For over thirty years, the Bernard Dulon Gallery has devoted most of its activities to showcasing art from the golden ages of tribal societies.

Since September 2002, the gallery has regularly organized major exhibitions, accompanied by reference catalogs, at its space on Rue Jacques Callot in Paris.

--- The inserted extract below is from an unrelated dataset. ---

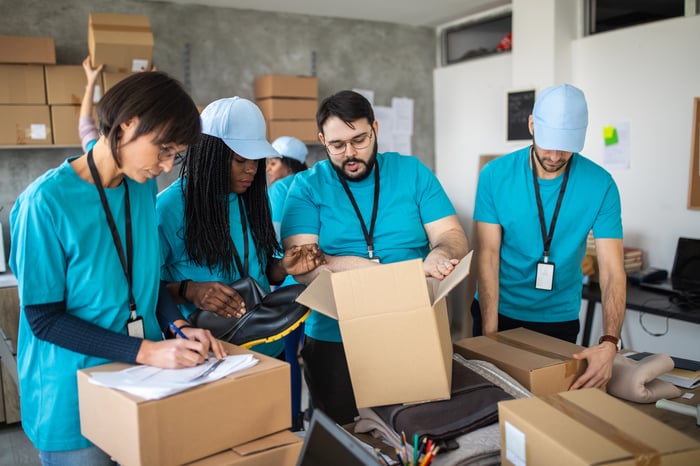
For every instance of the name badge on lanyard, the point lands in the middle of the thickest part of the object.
(544, 276)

This new space was first inaugurated with the exhibition Arman l’Africain in 2002, followed by West Dreams, Art of West Africa in 2003, Thila, Lobi Statuary from the Ferrari Collection in 2004, Art of Cameroon in 2006 and 2013, Kota Ancestors in 2011 (Paris and New York), Tsogho: Icons of Bwiti in 2016, A Dan Mask and More… in 2018. Bernard Dulon is an Expert at the Paris Court of Appeal and a member of the Compagnie Nationale des Experts. He has also curated major exhibitions for museums. As such, he is a renowned expert, a member of the Compagnie Nationale des Experts since 1985, and since 2016 an Expert at the Paris Court of Appeal, specializing in ancient arts from Africa, Oceania, and the Americas. Bernard Dulon became known to the general public as a curator of exhibitions that were, in their time, praised by the national and international press, notably for Lumière Noire at the Château de Tanlay in 1997, for the Iber Caja Foundation in Zaragoza in 2010, and Carnets de Voyage, in collaboration with the Tervuren Museum in Belgium, for the Jacques Chirac Museum in 2010.

The gallery also participates in major art fairs such as Parcours des Mondes in Paris, as well as TEFAF in Maastricht and New York.